Just returned from a large Graco Dealer in Portland. Dealer saying they are selling more HVLP units lately than in the past couple of years. Said more folks not doing the in shop work and desire for a portable field work unit needed. Dealer not overly anxious about saying the 9.5 unit would work for latex work. Moved me towards a Grac0 290 air assisted unit. Thanks for the info on CapSpray, will look forward to seeing if anybody willing to demo a unit in my area.


----------



## jhdrywall&paint (Jan 4, 2011)

you could always look in to a lemmer 
i have a t95 it one of the biggest units thay make 
i have a 2.0 tip in the gun and it shoots latex great ! also have a 2.5 tip for the heavy stuff 
i would but the new t90 if i was going to get another one 
http://www.lemmer.com/index1.html?lang=en-us&target=d34_HVLP.html&lmd=40452.706944


----------



## Sustainable in OR. (Dec 30, 2010)

*Lemmer HVLP*

Thanks for the input.
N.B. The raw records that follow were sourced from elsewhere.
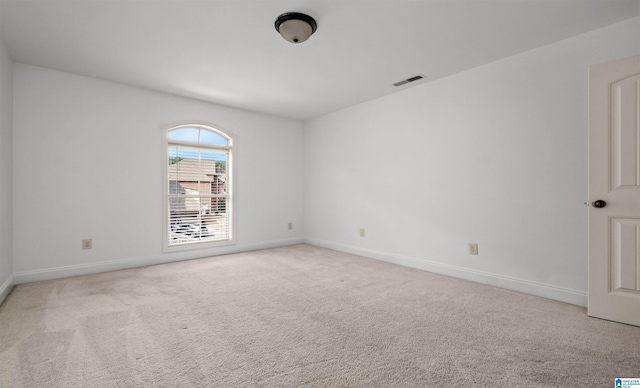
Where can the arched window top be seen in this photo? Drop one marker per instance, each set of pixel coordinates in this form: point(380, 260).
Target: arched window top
point(200, 134)
point(198, 189)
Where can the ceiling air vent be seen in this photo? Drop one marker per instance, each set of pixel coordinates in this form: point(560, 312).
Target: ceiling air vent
point(408, 80)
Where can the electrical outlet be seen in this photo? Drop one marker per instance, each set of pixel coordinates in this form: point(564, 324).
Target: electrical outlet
point(473, 248)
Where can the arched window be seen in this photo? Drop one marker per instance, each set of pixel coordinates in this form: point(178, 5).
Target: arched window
point(198, 187)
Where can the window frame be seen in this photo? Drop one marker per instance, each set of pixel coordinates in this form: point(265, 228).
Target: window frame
point(230, 172)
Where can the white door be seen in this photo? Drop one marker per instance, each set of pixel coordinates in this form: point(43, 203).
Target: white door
point(614, 177)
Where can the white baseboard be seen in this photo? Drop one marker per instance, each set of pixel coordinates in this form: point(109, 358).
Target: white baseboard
point(115, 265)
point(5, 288)
point(525, 286)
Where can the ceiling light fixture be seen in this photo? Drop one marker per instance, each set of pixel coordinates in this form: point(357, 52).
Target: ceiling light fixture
point(295, 27)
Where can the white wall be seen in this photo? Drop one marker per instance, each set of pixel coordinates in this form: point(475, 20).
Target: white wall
point(496, 155)
point(87, 162)
point(6, 172)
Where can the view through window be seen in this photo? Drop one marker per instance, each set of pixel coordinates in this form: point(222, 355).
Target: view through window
point(198, 187)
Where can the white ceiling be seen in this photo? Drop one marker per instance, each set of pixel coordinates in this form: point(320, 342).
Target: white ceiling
point(229, 52)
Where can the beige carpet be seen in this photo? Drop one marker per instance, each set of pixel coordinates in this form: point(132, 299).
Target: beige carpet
point(300, 316)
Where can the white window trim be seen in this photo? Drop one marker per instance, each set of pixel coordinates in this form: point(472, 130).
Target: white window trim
point(231, 197)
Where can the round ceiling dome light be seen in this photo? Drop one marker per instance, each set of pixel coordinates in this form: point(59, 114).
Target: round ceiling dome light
point(296, 27)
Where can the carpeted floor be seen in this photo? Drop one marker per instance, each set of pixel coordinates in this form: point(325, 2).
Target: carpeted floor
point(300, 316)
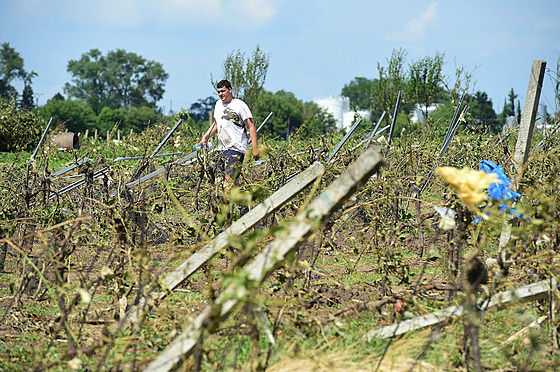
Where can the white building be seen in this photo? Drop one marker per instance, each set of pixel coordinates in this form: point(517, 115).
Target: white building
point(419, 111)
point(339, 107)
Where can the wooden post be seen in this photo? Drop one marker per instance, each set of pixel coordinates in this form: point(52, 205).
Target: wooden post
point(526, 293)
point(272, 257)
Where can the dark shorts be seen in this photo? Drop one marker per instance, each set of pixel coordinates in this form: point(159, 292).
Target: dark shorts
point(229, 161)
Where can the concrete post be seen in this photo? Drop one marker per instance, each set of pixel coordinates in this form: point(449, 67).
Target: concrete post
point(525, 134)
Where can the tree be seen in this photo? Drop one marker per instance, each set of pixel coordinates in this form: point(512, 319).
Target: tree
point(27, 97)
point(359, 92)
point(392, 79)
point(482, 112)
point(20, 130)
point(288, 112)
point(509, 104)
point(118, 80)
point(200, 110)
point(135, 118)
point(317, 120)
point(424, 81)
point(12, 68)
point(247, 76)
point(77, 116)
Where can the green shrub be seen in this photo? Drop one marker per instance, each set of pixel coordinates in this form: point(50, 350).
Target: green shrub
point(20, 130)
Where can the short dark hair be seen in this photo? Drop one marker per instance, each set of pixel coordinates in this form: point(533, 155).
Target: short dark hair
point(224, 84)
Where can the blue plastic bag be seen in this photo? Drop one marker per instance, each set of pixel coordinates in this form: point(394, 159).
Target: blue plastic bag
point(500, 191)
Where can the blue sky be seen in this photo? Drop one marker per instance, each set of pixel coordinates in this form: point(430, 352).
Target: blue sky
point(315, 46)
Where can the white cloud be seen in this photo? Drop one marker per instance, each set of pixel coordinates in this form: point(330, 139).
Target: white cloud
point(130, 14)
point(257, 12)
point(547, 24)
point(415, 28)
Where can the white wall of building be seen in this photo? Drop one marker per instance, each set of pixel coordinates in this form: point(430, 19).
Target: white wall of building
point(339, 107)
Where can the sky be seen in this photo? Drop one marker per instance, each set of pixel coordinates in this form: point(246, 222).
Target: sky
point(315, 46)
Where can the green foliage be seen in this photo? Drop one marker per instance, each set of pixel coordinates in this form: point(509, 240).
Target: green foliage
point(119, 80)
point(290, 114)
point(482, 113)
point(19, 129)
point(12, 68)
point(135, 118)
point(359, 92)
point(424, 81)
point(200, 110)
point(392, 79)
point(77, 116)
point(246, 75)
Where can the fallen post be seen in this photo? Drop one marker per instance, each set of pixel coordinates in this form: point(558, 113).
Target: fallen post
point(330, 159)
point(246, 222)
point(526, 293)
point(272, 257)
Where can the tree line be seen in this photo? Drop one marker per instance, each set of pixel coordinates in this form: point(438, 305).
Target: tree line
point(123, 87)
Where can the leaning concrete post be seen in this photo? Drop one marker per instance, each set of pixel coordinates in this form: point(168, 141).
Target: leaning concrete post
point(525, 133)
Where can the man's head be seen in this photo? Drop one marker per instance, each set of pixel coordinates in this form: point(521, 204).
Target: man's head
point(224, 91)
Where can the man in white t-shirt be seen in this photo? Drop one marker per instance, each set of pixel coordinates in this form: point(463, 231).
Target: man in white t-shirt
point(231, 117)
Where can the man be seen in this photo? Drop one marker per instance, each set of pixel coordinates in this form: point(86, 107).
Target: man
point(231, 117)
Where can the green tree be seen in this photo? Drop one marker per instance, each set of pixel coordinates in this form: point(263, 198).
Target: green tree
point(359, 92)
point(135, 118)
point(200, 110)
point(317, 120)
point(119, 80)
point(288, 113)
point(12, 68)
point(27, 97)
point(509, 104)
point(424, 81)
point(246, 75)
point(482, 112)
point(76, 116)
point(392, 79)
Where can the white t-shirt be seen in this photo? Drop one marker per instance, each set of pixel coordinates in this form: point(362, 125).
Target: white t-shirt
point(231, 125)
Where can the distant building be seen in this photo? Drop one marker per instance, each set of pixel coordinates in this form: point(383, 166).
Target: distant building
point(339, 107)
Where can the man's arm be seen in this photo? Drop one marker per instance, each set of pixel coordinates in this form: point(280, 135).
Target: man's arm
point(253, 133)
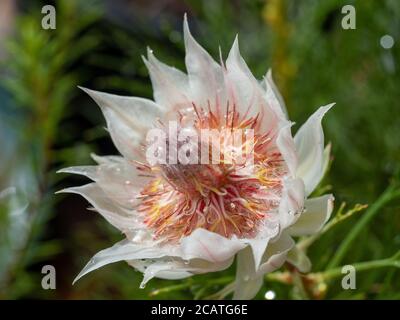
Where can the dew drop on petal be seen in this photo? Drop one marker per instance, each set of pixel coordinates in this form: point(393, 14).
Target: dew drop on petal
point(270, 295)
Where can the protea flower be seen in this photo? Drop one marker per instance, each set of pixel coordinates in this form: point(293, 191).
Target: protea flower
point(185, 219)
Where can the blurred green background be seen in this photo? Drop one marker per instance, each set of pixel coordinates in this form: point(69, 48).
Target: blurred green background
point(47, 123)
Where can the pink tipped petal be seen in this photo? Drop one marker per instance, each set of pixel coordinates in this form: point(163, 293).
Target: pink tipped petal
point(317, 213)
point(309, 142)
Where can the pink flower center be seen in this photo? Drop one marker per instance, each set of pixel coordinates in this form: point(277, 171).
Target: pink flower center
point(228, 198)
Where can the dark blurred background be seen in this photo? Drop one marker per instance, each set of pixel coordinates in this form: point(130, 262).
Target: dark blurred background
point(47, 123)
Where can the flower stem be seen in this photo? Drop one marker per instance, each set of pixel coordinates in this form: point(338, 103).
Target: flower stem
point(389, 194)
point(393, 261)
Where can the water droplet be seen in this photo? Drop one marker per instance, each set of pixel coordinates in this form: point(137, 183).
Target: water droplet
point(270, 295)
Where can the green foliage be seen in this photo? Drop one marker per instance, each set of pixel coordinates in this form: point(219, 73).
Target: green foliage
point(51, 124)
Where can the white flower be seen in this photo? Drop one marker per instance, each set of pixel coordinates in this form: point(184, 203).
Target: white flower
point(180, 220)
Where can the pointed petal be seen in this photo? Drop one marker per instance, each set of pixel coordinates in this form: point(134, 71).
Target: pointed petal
point(123, 250)
point(299, 259)
point(128, 119)
point(170, 85)
point(309, 142)
point(122, 183)
point(107, 159)
point(118, 217)
point(205, 75)
point(287, 148)
point(246, 93)
point(292, 202)
point(317, 213)
point(87, 171)
point(275, 255)
point(274, 97)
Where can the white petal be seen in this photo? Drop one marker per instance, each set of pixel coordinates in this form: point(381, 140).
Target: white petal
point(210, 246)
point(170, 85)
point(268, 231)
point(327, 154)
point(274, 97)
point(107, 159)
point(205, 75)
point(309, 142)
point(275, 255)
point(317, 213)
point(287, 148)
point(247, 282)
point(299, 259)
point(88, 171)
point(121, 182)
point(175, 268)
point(246, 93)
point(117, 216)
point(123, 250)
point(128, 119)
point(292, 202)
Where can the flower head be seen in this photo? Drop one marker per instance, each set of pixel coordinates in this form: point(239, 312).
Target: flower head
point(182, 218)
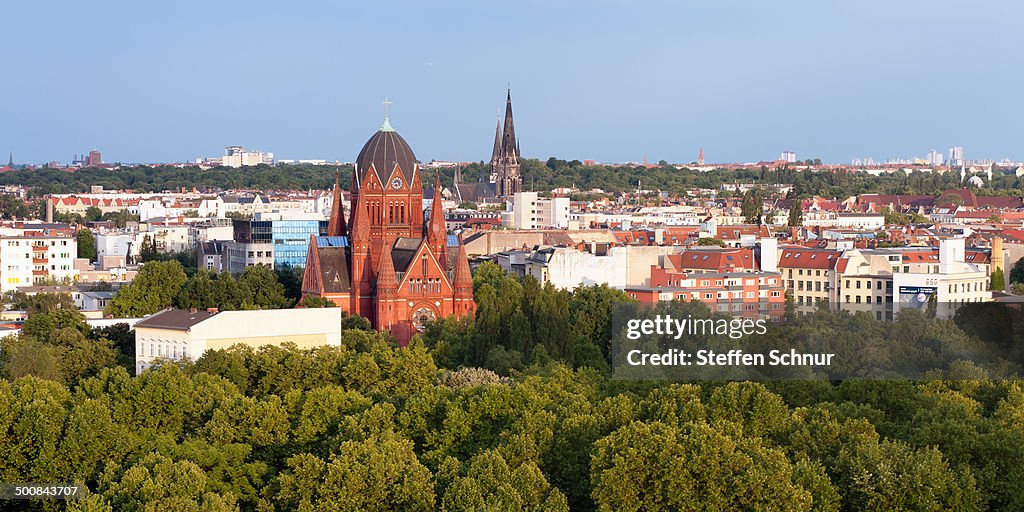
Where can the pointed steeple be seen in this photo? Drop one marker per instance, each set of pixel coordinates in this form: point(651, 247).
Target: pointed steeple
point(387, 282)
point(436, 232)
point(360, 221)
point(463, 281)
point(508, 136)
point(336, 224)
This looks to be a quality unit and I like the idea of two air sources. 
Just wondering about your experience concerning the thinning of a heavier body latex paint. I am finding that most every user/machine has to thin the latex material. Guessing this is the normal plan with all machines & latex. 
I do on a very rare occasion plan for the oil, lacquer, poly use. But this would be the rarity.
Many jobs,clients,both in the commercial & residential setting are on the zero VOC wagon here. 
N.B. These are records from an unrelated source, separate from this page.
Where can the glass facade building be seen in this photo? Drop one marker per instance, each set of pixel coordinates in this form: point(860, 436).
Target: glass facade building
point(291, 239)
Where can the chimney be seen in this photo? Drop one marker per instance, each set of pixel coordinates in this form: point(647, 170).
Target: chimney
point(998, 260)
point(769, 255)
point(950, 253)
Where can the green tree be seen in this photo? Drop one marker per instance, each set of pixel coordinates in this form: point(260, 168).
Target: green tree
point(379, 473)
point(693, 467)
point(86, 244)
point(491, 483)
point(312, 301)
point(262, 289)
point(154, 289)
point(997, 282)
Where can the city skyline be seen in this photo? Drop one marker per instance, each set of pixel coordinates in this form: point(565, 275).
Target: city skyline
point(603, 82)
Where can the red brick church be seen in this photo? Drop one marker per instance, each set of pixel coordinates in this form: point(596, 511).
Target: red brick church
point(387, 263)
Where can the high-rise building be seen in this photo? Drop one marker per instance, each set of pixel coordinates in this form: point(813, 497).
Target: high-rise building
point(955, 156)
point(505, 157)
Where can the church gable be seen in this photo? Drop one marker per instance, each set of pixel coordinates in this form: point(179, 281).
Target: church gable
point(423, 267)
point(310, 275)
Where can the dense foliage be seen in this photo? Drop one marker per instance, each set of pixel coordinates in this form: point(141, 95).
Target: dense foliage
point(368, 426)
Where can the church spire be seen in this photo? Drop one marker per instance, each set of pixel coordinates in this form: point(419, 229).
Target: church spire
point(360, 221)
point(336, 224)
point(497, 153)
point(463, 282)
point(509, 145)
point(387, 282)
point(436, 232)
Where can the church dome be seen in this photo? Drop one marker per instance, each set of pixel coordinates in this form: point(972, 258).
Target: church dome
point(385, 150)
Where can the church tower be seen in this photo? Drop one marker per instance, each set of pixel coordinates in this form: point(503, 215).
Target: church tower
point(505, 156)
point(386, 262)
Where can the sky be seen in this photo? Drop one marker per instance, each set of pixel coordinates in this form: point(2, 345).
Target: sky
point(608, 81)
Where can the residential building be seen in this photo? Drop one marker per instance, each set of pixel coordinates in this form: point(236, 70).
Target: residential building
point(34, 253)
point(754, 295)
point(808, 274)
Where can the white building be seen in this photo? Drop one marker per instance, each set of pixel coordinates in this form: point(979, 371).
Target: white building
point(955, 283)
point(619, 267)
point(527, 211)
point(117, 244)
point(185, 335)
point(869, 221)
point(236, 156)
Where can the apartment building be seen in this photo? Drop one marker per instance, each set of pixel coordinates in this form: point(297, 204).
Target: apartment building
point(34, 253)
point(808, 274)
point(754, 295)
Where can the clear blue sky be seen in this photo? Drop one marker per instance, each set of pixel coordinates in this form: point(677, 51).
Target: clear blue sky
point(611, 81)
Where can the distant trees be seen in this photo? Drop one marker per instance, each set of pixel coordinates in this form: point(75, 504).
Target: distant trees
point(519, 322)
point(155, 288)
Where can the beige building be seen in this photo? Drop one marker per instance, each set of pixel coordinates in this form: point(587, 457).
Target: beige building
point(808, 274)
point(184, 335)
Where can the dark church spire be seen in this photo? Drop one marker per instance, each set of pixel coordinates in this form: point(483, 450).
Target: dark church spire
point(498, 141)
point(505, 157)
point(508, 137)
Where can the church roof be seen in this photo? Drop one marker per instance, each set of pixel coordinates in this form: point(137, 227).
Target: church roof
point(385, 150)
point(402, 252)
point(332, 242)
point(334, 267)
Thanks again, as I had no idea or knowledge of the Lemmer System.


----------



## jhdrywall&paint (Jan 4, 2011)

ya i would say about 90% of the latex i spray with mine i have and to thin about 10 to 15 % -somtimes more 
my old lemmer T95 is over 10 years old and still kicking :thumbsup:


----------



## vermontpainter (Dec 24, 2007)

Sustainable in OR. said:


> Just returned from a large Graco Dealer in Portland. Dealer saying they are selling more HVLP units lately than in the past couple of years. Said more folks not doing the in shop work and desire for a portable field work unit needed. Dealer not overly anxious about saying the 9.5 unit would work for latex work. Moved me towards a Grac0 290 air assisted unit. Thanks for the info on CapSpray, will look forward to seeing if anybody willing to demo a unit in my area.


dealer was wrong, 9.5 is a 5 stage. You can go up to a 7. If you can't move latex with it, you need a waterborne! :thumbup:


----------